I note that, increasingly, governments all over this country and, indeed, all over the world, including Labor governments, are using this device. Nonetheless, the ideologues opposite do not believe in following the trends of the rest of the world, except in certain places. We will not go into that. But that is your ideology. You can have that, if you wish. I will put that to one side.

The fact is that we now have in the ACT a public service which is based on performance-based contracts. Virtually every senior officer in the government service has that kind of contract, except for one - the director of the Canberra Institute of Technology. Imagine that there is a future change of government and that legislation is wound back in the rest of the Public Service to go back to the old public sector conditions kind of employment that was provided for senior officers. When you came up to tidy up the little bit left over with the Canberra Institute of Technology, I am certain that you would run the argument: At least we should have all the executives in the one boat. They should all be doing it on the same basis.

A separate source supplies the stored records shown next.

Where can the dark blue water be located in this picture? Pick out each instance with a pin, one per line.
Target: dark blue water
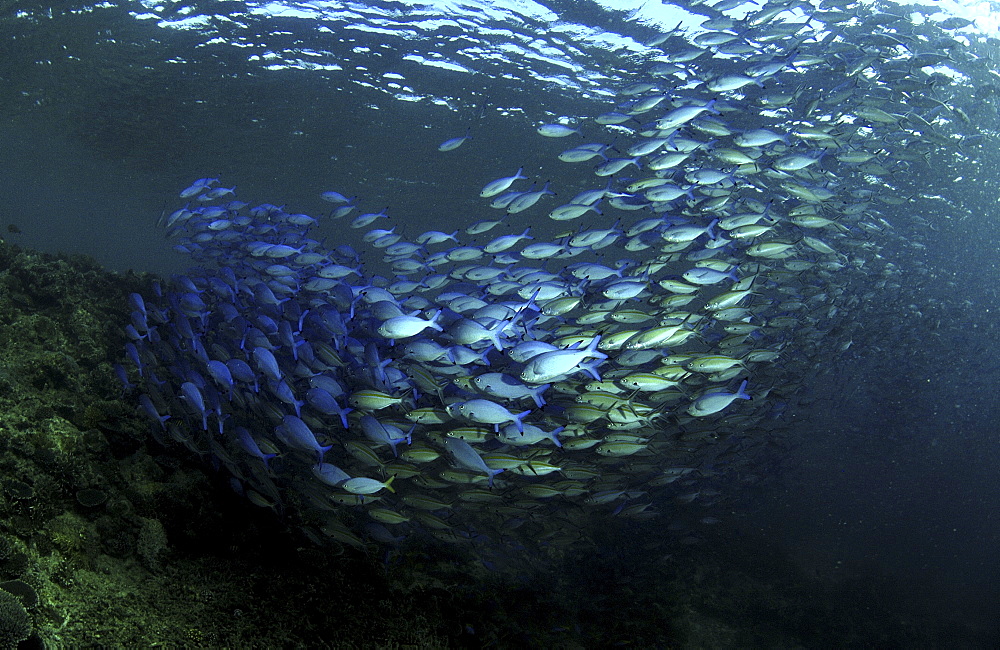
(883, 472)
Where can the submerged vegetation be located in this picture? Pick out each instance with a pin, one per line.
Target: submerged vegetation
(123, 543)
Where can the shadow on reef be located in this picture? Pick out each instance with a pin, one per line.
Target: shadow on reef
(109, 539)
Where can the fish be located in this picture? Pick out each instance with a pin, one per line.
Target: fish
(751, 183)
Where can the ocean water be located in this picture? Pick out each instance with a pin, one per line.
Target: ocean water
(873, 470)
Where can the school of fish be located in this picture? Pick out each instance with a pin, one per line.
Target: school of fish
(488, 384)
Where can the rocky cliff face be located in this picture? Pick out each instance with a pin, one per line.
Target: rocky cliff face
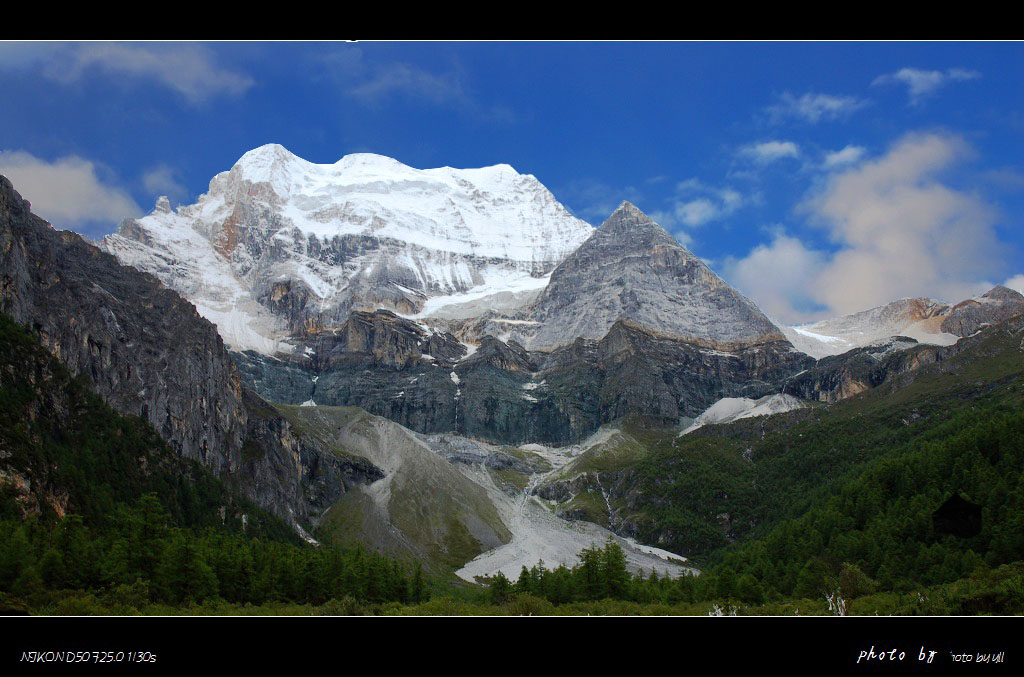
(280, 246)
(506, 393)
(150, 354)
(969, 316)
(632, 269)
(894, 363)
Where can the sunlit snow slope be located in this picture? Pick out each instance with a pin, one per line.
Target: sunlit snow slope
(281, 246)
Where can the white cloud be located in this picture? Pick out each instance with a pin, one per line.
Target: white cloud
(696, 203)
(898, 228)
(779, 278)
(848, 156)
(901, 231)
(68, 192)
(1016, 283)
(922, 83)
(768, 152)
(164, 180)
(813, 108)
(189, 70)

It is quite unfair to discriminate between different employees based on the numbers on the floor of the Legislative Assembly on the day. We should not be saying, "We had the numbers on this particular day, so we got through these contracts for these particular public servants, but on another day we might not have had the numbers". Who knows, Mr Osborne might not come down today. The legislation might fail. We end up then with one set of conditions for one officer in the Public Service and other sets of conditions for other officers. I hope that members opposite can sit there and see how inequitable that would be. On related matters, like pay and conditions, public holidays, whatever it might be, members opposite have argued for consistency. I would say to them today, "If you believe in consistency, support this Bill".

Mr Speaker, I would also like, as a matter of principle, to take up the challenge put down by Mr Berry and Ms Tucker and argue that performance-based contracts really are a much better way of providing for service to the people of Canberra and justification for the very considerable amounts of money which are paid to such officers as part of their salary package. Mr Speaker, I have to confess that I do not see much of a link with the gap between rich and poor and social justice and the environment, necessarily, on the face of it, through using this device rather than any other device to pay and to employ senior executives in the government service. I will have to study Ms Tucker's speech a bit more closely to determine what the link is between those things. But, Mr Speaker, I will say that I think that, if you look at the old system and you study it, you see how very inadequate it was for dealing with these issues.

Let us suppose that we have a director of the Canberra Institute of Technology who does not misbehave - he or she does not do something grossly inappropriate to his or her office - who is physically capable of getting in to work each day and turning over the paperwork, who is sound of mind, who is not bankrupt, who does not absent himself or herself from duty for unacceptable periods of time, who does not get imprisoned for any period of time, but who, notwithstanding all of those things, is a complete and utter dud and is not doing the job that he or she ought to do in the position of director of the Canberra Institute of Technology. Should such a person remain in that position? Mr Speaker, clearly, he or she should not.